If that fruit is an apple, then the box must be all apples because it cannot be a mixture. The box labeled "oranges" cannot have oranges and thus must be the mixture. The box labeled "apples" must then be oranges.

If that fruit is an orange, then the box must be all oranges because it cannot be a mixture. The box labeled "apples" cannot have apples and thus must be the mixture.
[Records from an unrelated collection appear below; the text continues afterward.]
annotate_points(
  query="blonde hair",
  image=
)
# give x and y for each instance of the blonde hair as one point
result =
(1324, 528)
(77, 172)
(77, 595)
The box labeled "oranges" must then be apples.

Did I do that right?
 

Destiny

Single❒Taken❒Assassin✔
Joined
Jul 26, 2010
Location
nowhere
Search the box labelled "Apples and Oranges".
Identify what you obtain; it is either: a Apple, or a Orange.
Use the label for the obtained item on the crate.

So if I pull out an Apple from the mixed crate, Put and Apple Label on it. What to put on the Apple crate is Orange, And the Apple Crate gets an mixed Label.

If I pull out an Orange from the mixed crate, Put a Orange on the mixed crate label. On the Apple crate I put an Orange label, on the Orange crate, I put a mixed label.

Crap I was ninja'd.
 

arkvoodle

Diabolical
Joined
Sep 20, 2008
Location
Somewhere
Aww. Sorry about that Destiny :<

Anyway. NEXT PUZZLE! -For the easier alternative, see below-

Puzzle 002 -Fake Coins- 20/20PP-


You have twelve coins. You know that one is fake. The only thing that distinguishes the fake coin from the real coins is that its weight is imperceptibly different. You have a perfectly balanced scale. The scale only tells you which side weighs more than the other side.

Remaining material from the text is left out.